A DPU consists of: - Industry-standard, high-performance, software-programmable multi-core CPU - High-performance network interface - Flexible and programmable acceleration engines
Similarly to Smart-NICs, a DPU follows the kernel switchdev model. In this model, every VF/PF net-device on the host has a corresponding representor net-device existing on the embedded CPU.
Any vendor that manufactures a DPU which supports the above model should work with current design.

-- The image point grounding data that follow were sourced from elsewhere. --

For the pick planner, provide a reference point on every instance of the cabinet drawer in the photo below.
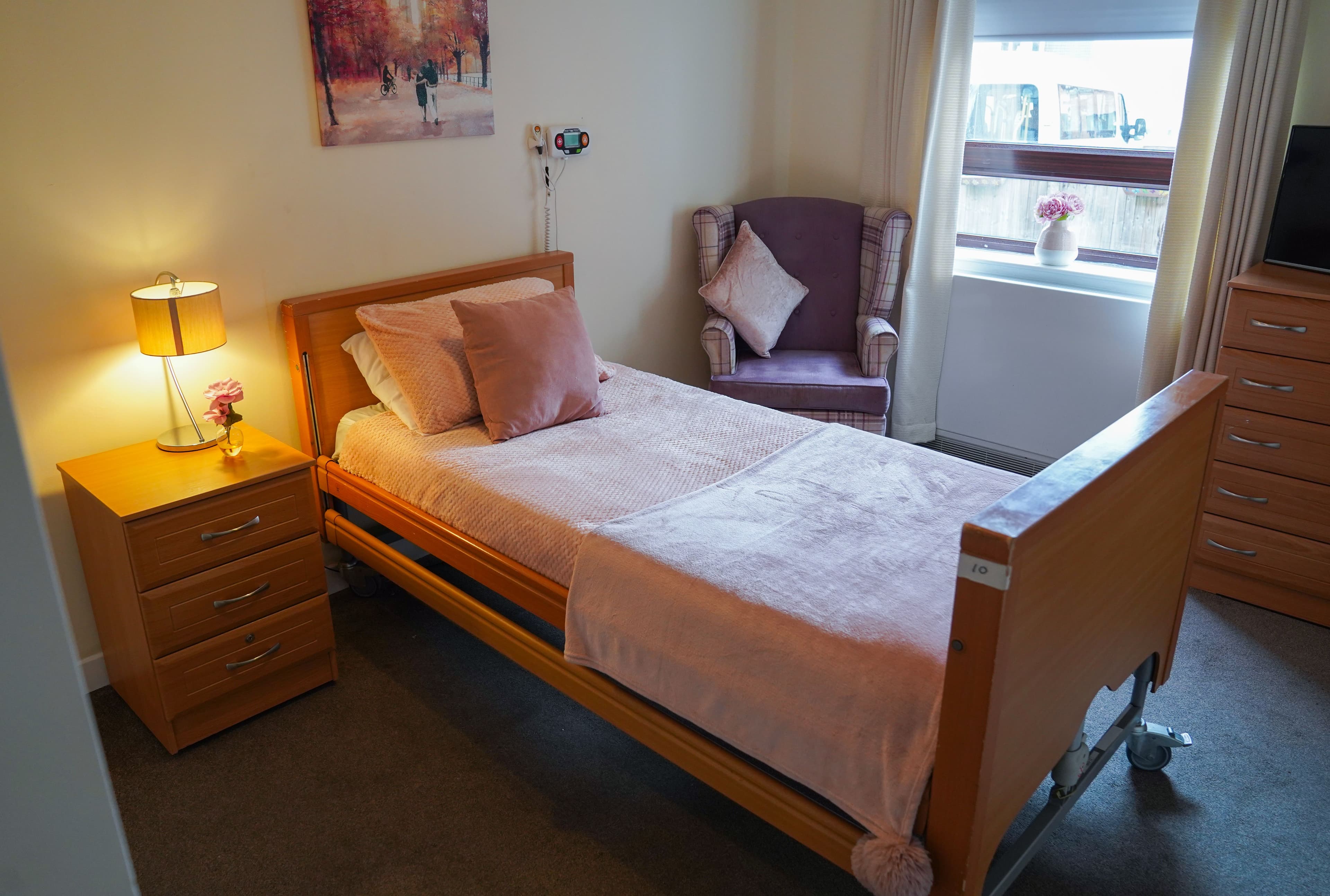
(184, 613)
(1265, 555)
(1279, 325)
(1271, 500)
(197, 674)
(207, 534)
(1276, 445)
(1287, 386)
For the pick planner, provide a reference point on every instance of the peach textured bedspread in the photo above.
(535, 498)
(798, 611)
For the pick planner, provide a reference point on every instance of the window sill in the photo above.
(1118, 281)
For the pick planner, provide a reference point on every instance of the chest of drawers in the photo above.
(1265, 535)
(207, 580)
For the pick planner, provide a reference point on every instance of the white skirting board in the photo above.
(95, 672)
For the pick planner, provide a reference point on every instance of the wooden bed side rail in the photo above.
(325, 379)
(804, 819)
(1076, 577)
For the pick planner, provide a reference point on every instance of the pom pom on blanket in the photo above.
(892, 867)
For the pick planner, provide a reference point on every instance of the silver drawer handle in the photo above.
(233, 666)
(1249, 442)
(1276, 326)
(1222, 490)
(1265, 386)
(263, 588)
(1209, 541)
(209, 536)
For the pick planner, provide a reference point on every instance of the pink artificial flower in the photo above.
(227, 391)
(1058, 207)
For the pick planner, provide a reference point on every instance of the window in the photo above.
(1003, 112)
(1086, 114)
(1094, 117)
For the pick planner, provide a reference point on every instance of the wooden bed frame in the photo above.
(1095, 552)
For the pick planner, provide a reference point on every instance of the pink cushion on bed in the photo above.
(421, 345)
(531, 361)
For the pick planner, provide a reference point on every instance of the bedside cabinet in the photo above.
(1265, 535)
(207, 580)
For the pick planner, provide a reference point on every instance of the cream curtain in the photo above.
(1245, 59)
(914, 145)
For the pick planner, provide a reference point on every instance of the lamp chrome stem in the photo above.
(171, 369)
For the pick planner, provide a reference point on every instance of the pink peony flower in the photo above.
(227, 391)
(1059, 207)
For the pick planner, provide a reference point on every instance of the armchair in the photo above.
(831, 362)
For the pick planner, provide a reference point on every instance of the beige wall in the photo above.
(181, 135)
(1312, 103)
(833, 52)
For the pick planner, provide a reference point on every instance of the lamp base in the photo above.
(184, 439)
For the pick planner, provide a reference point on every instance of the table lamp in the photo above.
(179, 318)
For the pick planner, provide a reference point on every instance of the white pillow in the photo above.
(378, 378)
(753, 292)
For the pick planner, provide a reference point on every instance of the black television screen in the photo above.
(1300, 229)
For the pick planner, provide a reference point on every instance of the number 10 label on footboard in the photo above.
(985, 572)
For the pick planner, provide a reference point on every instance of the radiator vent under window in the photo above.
(987, 456)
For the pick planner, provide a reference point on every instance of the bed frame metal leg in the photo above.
(1079, 766)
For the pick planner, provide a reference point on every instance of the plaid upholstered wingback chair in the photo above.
(831, 362)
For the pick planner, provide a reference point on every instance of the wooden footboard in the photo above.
(1075, 579)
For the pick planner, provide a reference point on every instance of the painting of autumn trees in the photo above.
(402, 70)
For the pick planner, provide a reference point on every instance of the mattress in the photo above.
(535, 498)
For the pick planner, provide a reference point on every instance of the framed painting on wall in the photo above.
(401, 70)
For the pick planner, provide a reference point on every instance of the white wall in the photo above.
(59, 827)
(1038, 370)
(181, 135)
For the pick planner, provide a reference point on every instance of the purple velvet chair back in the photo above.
(817, 242)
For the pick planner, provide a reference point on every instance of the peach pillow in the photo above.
(753, 292)
(532, 362)
(421, 345)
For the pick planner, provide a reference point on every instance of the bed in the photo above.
(1070, 583)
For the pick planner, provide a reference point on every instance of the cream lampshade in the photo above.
(179, 318)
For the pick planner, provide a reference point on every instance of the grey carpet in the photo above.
(437, 766)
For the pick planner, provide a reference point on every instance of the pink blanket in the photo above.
(800, 611)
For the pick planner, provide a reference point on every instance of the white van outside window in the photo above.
(1094, 117)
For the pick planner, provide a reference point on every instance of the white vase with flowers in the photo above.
(1056, 245)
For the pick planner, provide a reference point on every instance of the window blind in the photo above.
(1083, 19)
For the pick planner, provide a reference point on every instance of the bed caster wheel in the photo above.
(1155, 758)
(1150, 746)
(362, 580)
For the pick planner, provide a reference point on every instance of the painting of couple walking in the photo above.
(374, 58)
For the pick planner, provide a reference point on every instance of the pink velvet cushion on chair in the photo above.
(532, 362)
(753, 292)
(421, 345)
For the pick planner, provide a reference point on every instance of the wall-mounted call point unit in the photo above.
(570, 140)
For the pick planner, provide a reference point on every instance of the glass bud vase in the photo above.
(231, 439)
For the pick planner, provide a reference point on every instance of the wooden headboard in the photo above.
(326, 381)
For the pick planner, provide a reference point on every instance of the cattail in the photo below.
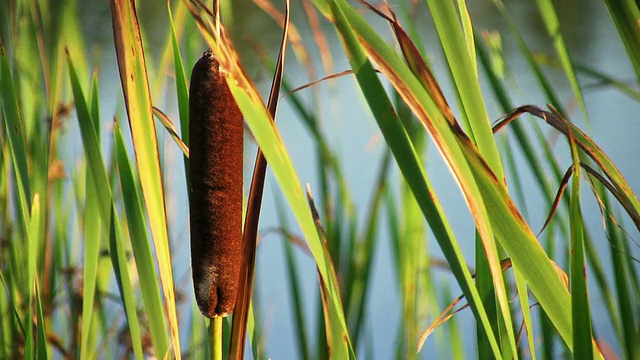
(215, 162)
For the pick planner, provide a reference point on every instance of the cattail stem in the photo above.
(215, 334)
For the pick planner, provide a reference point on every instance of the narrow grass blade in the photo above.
(301, 330)
(41, 343)
(135, 84)
(254, 204)
(551, 22)
(15, 138)
(141, 246)
(92, 238)
(337, 338)
(459, 52)
(120, 267)
(580, 312)
(182, 89)
(624, 298)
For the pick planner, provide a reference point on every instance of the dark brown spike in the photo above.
(216, 150)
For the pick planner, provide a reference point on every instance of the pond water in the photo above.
(353, 134)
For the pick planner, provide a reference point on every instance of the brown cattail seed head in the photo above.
(215, 163)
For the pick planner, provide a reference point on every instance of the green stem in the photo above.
(215, 332)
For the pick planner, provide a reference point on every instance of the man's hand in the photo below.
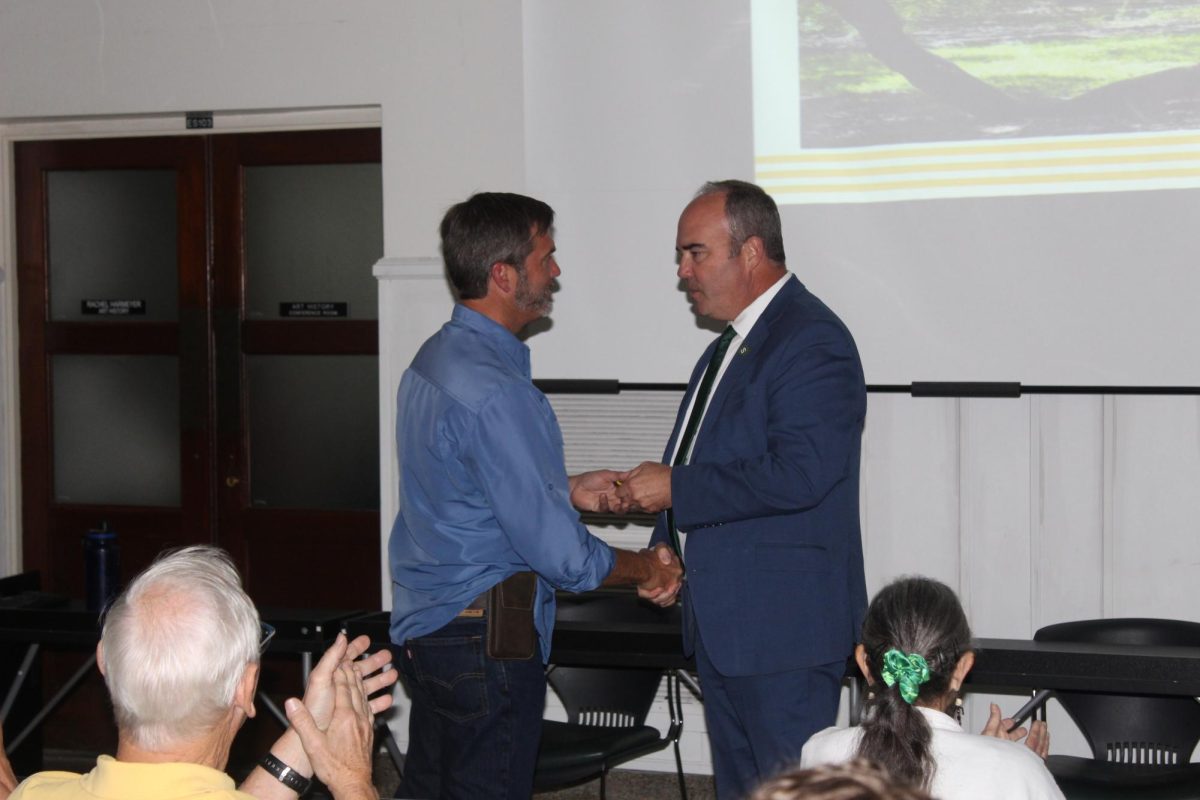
(341, 753)
(647, 487)
(318, 696)
(597, 492)
(1038, 739)
(319, 701)
(665, 577)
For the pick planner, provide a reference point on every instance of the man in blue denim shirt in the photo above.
(484, 494)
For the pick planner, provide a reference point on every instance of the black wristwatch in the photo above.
(285, 774)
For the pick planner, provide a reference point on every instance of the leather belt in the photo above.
(475, 608)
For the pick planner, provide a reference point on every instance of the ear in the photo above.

Design document can be found here.
OVN-Kubernetes in a DPU-Accelerated Environment¶
The ovn-kubernetes deployment will have two parts one on the host and another on the DPU side.
These aforementioned parts are expected to be deployed also on two different Kubernetes clusters, one for the host and another for the DPUs.
Always check the dependencies on the Requirements page
Host Cluster¶
OVN-Kubernetes control plane related component¶
- ovn-cluster-manager
OVN-Kubernetes components on a Standard Host (Non-DPU)¶
- local-nb-ovsdb
- local-sb-ovsdb
- run-ovn-northd
- ovnkube-controller-with-node
- ovn-controller
- ovs-metrics
OVN-Kubernetes component on a DPU-Enabled Host¶
- ovn-node
For detailed configuration of gateway interfaces in DPU host mode, see DPU Gateway Interface Configuration.
DPU Cluster¶
OVN-Kubernetes components¶
- local-nb-ovsdb
- local-sb-ovsdb
- run-ovn-northd
- ovnkube-controller-with-node
- ovn-controller
- ovs-metrics
DPU health monitoring¶
OVN-Kubernetes uses a custom Kubernetes Lease in the ovn-kubernetes namespace to track the health of the DPU side of a trusted deployment.
The DPU host creates the lease and sets an owner reference to the Kubernetes Node, while ovnkube running on the DPU renews the lease on a regular interval.
Two ovnkube-node options control this behavior:
- --dpu-node-lease-renew-interval (seconds, default 10). Set to 0 to disable the health check.
- --dpu-node-lease-duration (seconds, default 40).
If the lease expires, the DPU host CNI server fails ADD requests immediately with DPU Not Ready and the STATUS command returns a CNI error with code 50 (The plugin is not available).
This causes the container runtime to report NetworkReady=false, preventing new workloads from landing on the affected host until the DPU becomes healthy again.